人口減という難題にどう立ち向かう?(AFP=時事)

 自民党総裁選立候補者が打ち出した「少子化対策案」がにわかに注目されている。9月9日に開かれた自民党総裁選の立候補者による討論会(党青年局・女性局主催)で、菅義偉官房長官は、「不妊治療の保険適用を実現したい」と述べ、岸田文雄政調会長は「出産費用を実質的にゼロにしたい」とした。

 SNS上でも「出産費用ゼロ」と「不妊治療の保険適用」は大きな話題になった。なかには〈出産費用がゼロだからといって子供を産むなんて人はいない〉〈出産や不妊治療より、育てることのほうがお金がかかる〉といった意見もあるが、出産・子育てには総じてお金がかかるものだから、これらの施策によって少しでも負担が軽減されるなら、それなりに意味があるのではないか。

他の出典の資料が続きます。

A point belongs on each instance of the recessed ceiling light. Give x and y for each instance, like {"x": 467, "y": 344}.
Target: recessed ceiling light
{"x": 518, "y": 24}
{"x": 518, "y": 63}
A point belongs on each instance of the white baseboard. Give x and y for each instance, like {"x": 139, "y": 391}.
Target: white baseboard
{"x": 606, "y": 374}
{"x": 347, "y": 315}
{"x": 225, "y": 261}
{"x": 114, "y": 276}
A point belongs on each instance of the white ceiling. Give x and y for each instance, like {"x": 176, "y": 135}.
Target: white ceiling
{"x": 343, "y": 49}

 では「出産費用ゼロ」と「不妊治療の保険適用」とでは、どちらが金額的なプラスが大きくなるのか。菅氏も岸田氏も詳細には踏み込んでいないので、あくまで現行制度をそのまま適用したうえで、大まかに試算してみた。

 まず「出産費用ゼロ」について。厚労省の調査によると、出産費用の平均は約49万円(2012年度)で、妊娠・出産は病気ではないので健康保険が適用されず、実費負担になっている。しかし、健康保険には「出産育児一時金」という制度があり、一児につき42万円が出て、一部の健康保険組合や自治体からはさらに上乗せされることがある。つまり、現行制度においても、すでに出産費用の自己負担はゼロか、かなり小さいと言える。

 これが帝王切開となると、普通分娩の出産費用に、帝王切開の手術料や検査料、投薬料など20万〜30万円が上乗せされる。しかし、上乗せ分に対しては医療費として健康保険が適用され、自己負担額は3割になり、さらに「高額療養費制度」が利用できる。これは所得によって1か月の医療費の自己負担額に上限を定めた制度で、たとえば、年収約370万円〜約770万円の人の場合、医療費の1か月の自己負担額上限はおおよそ8万〜9万円になり、それ以上の負担は求められない。

 つまり、出産費用ゼロは正常分娩であれば現状でもすでにおおむね実現していると言え、帝王切開でも多額の費用が必要なわけではない。

 一方の不妊治療。日本では約46万人が不妊治療を受けているといわれているが、現状で費用はどれくらいかかるのか。